Purtroppo non è una novità , ma è l’accelerazione di una tendenza in atto da tempo. Tuttavia il protrarsi della crisi sta scaricando i suoi effetti in maniera crescente sulla dinamica dei salari e sul potere d’acquisto dei lavoratori dipendenti.
Sempre ieri il Centro studi di Confindustria, pur registrando che nel 2012 l’attività  industriale italiana è calata del 6%, ha lanciato un segnale di ottimismo che è tanto apprezzabile quanto improbabile; ha sostenuto infatti che avremmo già  toccato il fondo della congiuntura negativa perché il calo della domanda sarebbe superiore rispetto a quanto giustificato dai bilanci familiari e aziendali. Eppure è lo stesso Centro studi confindustriale a notare che la situazione occupazionale è in peggioramento poiché anche molti cassintegrati stanno terminando il periodo d’azione della Cig, diventando dunque disoccupati a tutti gli effetti e privi di ogni altro sostegno reddituale. Peraltro, quanto alle prospettive economico-sociali del nostro paese, è ancora l’Istat, sempre ieri, a ribadire che il clima della fiducia dei consumatori sta ulteriormente diminuendo: fatto 100 il valore del 2005, a dicembre 2012 era sceso fino a 85,7 e a gennaio 2013 è ulteriormente calato a 84,6. Si riducono sia l’indicatore del clima corrente sia quello riferito alla situazione futura; peggiorano i giudizi sia sulla situazione economica italiana complessiva sia su quella delle famiglie, sia le attese sulla disoccupazione sia quelle sull’inflazione. Nell’insieme, si prefigura un’ulteriore riduzione dei redditi da lavoro e del loro potere d’acquisto. Ma, a ben vedere, perché mai non dovrebbe essere così? Questa crisi nasce da motivi strutturali connessi al forte peggioramento della distribuzione del reddito nei tre passati decenni e al vano tentativo di sostenere la domanda con le bolle immobiliari e finanziarie che inevitabilmente sono esplose. 

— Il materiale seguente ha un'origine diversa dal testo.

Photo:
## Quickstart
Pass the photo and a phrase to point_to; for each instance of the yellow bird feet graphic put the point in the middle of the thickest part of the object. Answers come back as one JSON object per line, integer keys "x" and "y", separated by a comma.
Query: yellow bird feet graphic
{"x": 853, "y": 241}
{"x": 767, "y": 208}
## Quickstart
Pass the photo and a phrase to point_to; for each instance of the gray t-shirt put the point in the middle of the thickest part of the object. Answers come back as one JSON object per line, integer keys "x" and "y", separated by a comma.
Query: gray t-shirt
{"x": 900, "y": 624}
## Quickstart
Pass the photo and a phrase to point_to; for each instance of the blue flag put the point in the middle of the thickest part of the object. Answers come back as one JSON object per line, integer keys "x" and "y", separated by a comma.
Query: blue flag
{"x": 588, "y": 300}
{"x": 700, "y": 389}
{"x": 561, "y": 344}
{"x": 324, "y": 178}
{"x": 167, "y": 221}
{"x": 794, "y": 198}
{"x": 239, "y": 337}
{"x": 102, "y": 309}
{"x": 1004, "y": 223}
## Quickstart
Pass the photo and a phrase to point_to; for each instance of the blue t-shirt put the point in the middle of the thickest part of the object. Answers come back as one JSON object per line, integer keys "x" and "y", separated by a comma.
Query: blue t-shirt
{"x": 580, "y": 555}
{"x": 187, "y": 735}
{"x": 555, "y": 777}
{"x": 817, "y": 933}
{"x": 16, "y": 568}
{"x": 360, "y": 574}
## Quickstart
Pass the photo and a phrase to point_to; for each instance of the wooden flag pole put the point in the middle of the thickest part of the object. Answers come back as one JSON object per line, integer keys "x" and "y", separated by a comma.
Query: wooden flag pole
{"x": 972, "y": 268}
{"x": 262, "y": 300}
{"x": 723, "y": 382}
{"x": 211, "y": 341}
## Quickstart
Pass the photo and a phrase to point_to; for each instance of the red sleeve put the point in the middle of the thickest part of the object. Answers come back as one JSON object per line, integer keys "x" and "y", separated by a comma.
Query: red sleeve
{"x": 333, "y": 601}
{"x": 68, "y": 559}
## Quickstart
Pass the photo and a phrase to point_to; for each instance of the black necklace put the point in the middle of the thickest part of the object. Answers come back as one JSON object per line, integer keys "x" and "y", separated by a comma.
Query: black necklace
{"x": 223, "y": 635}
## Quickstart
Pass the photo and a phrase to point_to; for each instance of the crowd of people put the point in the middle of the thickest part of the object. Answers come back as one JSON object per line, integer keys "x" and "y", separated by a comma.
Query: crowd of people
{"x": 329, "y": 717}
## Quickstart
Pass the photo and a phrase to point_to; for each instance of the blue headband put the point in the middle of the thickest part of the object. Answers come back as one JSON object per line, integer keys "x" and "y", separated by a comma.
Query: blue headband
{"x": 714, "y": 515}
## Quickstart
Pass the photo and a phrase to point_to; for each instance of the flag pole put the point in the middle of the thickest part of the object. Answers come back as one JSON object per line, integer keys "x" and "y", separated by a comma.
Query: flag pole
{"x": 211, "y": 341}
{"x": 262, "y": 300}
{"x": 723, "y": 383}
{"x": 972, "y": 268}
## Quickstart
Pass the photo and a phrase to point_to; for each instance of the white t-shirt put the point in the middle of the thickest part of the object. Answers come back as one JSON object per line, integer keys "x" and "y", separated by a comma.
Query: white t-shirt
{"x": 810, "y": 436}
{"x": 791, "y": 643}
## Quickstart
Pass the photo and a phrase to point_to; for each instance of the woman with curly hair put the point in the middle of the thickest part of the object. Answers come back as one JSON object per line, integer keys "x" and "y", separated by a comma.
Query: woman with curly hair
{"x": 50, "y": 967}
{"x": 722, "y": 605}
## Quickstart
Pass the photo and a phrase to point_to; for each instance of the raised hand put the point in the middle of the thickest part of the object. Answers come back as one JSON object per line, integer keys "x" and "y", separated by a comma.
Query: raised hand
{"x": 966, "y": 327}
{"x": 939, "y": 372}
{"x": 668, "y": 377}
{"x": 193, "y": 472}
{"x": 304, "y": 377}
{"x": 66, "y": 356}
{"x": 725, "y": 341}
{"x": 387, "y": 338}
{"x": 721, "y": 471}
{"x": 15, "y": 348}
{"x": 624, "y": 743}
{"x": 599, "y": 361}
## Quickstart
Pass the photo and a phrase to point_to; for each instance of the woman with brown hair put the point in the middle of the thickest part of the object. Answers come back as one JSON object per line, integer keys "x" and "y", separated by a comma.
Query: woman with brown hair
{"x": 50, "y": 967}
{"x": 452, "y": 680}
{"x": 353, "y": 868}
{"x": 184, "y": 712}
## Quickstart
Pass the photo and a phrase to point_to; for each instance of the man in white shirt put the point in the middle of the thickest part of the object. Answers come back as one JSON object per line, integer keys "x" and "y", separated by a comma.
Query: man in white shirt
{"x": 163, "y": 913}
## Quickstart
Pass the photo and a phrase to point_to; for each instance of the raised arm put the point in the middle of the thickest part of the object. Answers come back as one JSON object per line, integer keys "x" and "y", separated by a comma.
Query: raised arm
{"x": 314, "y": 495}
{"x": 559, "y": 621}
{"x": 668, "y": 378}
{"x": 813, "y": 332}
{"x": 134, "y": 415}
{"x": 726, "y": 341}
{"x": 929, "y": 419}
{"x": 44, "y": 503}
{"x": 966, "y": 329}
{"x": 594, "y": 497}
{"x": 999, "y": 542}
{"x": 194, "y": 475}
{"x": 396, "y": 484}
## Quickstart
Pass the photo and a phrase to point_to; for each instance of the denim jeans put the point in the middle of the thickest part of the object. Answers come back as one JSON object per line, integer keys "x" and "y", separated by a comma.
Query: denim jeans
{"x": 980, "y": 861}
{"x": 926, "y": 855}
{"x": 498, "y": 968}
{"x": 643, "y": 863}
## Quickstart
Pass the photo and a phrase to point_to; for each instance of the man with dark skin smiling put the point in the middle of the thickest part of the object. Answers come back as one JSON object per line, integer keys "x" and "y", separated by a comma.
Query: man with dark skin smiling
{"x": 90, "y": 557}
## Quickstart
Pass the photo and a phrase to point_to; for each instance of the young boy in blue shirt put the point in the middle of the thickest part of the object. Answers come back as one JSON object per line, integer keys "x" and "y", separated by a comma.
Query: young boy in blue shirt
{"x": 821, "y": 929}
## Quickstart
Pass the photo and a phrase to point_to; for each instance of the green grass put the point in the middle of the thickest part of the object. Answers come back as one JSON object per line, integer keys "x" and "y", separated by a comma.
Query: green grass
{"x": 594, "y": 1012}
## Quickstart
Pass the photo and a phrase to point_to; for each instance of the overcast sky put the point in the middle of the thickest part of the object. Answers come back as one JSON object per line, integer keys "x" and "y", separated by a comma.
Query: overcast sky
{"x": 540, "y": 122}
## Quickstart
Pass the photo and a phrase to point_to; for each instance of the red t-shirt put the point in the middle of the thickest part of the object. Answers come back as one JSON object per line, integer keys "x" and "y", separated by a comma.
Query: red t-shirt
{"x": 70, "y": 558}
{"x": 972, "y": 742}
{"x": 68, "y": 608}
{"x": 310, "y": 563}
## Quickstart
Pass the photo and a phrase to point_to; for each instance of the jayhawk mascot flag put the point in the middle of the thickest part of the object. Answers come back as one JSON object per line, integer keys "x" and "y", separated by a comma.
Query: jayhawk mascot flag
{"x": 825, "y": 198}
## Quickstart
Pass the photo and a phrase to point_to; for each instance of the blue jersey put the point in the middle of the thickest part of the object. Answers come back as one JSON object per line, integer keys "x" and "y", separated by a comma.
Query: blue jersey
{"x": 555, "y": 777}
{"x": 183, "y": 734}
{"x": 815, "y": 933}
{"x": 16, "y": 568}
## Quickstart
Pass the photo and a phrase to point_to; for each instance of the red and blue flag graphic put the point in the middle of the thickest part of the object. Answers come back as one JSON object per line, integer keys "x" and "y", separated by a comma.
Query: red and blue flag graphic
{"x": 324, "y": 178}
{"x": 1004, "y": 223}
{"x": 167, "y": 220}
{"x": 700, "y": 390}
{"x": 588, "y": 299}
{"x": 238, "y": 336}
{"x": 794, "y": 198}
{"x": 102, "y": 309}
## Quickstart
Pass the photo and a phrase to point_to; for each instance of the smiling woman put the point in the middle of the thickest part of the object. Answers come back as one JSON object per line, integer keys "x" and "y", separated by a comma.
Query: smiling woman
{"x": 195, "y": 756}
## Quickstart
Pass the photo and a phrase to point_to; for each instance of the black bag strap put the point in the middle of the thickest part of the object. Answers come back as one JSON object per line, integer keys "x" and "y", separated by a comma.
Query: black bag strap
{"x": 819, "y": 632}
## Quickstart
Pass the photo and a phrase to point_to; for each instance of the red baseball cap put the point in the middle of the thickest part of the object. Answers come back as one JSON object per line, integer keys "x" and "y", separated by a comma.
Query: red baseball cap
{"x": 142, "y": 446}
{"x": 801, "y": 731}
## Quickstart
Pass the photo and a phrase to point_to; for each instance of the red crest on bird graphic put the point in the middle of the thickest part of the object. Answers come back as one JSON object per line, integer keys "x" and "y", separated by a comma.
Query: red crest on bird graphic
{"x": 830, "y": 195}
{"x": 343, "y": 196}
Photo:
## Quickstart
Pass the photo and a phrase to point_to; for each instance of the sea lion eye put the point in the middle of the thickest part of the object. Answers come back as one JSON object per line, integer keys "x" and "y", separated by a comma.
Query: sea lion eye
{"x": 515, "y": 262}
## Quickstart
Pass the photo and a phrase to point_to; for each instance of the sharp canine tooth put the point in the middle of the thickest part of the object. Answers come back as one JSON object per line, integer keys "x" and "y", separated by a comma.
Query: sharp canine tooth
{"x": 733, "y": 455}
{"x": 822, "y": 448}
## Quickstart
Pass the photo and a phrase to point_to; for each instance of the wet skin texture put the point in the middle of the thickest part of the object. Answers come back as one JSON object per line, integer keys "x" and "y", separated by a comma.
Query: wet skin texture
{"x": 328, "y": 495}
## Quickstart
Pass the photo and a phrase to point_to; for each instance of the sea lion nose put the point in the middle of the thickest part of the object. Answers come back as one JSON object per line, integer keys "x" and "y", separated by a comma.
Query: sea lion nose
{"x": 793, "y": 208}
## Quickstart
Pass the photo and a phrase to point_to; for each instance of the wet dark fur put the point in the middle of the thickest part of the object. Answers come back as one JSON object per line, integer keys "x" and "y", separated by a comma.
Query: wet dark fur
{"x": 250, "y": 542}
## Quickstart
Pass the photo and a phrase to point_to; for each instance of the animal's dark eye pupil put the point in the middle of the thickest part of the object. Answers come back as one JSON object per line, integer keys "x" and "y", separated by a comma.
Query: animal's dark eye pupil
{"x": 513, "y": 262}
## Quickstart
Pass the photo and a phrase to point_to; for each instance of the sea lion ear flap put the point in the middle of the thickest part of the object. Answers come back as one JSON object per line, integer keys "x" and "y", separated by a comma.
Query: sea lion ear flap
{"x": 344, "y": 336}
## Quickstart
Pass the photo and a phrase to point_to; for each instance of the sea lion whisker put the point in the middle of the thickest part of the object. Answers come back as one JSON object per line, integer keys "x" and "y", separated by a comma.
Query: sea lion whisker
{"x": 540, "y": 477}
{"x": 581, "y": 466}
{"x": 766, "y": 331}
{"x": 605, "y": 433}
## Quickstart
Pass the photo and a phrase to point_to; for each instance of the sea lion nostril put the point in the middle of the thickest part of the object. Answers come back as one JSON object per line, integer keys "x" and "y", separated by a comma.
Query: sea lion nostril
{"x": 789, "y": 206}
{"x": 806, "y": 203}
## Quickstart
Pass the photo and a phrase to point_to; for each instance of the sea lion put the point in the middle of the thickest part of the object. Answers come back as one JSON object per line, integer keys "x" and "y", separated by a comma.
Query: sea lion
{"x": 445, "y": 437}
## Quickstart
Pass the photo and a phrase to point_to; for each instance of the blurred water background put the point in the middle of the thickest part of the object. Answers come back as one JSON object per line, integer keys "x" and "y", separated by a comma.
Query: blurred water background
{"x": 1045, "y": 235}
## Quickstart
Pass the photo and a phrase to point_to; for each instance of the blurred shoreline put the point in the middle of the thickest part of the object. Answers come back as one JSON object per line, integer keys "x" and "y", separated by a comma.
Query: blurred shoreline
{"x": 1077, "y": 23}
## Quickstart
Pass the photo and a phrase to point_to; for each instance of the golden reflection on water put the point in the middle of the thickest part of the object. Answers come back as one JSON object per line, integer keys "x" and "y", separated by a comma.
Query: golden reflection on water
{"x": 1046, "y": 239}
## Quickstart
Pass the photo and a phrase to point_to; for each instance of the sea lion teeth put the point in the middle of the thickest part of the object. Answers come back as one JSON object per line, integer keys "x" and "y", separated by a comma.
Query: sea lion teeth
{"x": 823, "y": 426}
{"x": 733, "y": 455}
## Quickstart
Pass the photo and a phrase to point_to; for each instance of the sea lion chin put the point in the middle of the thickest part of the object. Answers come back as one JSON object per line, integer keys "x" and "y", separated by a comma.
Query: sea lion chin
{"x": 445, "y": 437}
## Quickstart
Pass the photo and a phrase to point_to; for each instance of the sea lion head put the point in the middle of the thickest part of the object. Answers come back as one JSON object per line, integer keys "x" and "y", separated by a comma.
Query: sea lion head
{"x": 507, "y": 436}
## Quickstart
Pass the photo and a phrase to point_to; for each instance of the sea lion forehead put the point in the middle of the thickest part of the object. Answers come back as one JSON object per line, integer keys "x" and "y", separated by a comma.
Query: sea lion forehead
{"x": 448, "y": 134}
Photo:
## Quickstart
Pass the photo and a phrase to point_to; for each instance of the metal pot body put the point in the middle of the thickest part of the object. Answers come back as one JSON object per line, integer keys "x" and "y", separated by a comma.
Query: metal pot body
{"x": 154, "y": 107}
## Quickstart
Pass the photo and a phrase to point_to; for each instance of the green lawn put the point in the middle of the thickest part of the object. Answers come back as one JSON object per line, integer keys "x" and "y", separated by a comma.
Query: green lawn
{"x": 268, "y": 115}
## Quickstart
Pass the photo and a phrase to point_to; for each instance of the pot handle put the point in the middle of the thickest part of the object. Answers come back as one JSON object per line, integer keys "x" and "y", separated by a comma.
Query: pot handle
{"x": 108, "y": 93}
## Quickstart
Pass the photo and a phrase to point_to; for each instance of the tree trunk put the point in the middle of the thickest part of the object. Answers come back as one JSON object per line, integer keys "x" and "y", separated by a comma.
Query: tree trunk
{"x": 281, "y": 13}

Dopo cinque anni di crisi, le sue cause non accennano ad essere rimosse. La finanza continua ad andare per la sua strada autoreferenziale: i titoli derivati che hanno destabilizzato i mercati finanziari continuano a crescere e ad essere la maggiore fonte di guadagni delle banche (e dei bonus dei loro manager) che, invece, trattengono la liquidità  fornita loro dalle banche centrali a detrimento delle necessità  di finanziamento di imprese e famiglie. L’economia reale – a cominciare dalla distribuzione del reddito, dagli investimenti e dall’occupazione – non segnala nessun miglioramento, mentre le politiche economiche continuano a preoccuparsi prioritariamente dei bilanci pubblici i quali non possono che peggiorare visto che devono sostenere gli istituti finanziari e sono negativamente condizionati dal calo della crescita che quelle stesse politiche provocano. Le possibilità  di essere ottimisti diventano ancora meno ragionevoli se poi si pensa al potere egemonico dell’Agenda Monti – tutta intrisa della logica economica che ci ha portato alla crisi – e alla possibilità  che il suo spirito, se non la sua lettera, continuerà  ad influenzare – o addirittura a regolare – le scelte economiche dei prossimi anni; non è un caso che di queste si stia parlando poco e male nel dibattito elettorale, eppure saranno decisive per determinare le vie d’uscita – progressive o regressive – dalla crisi.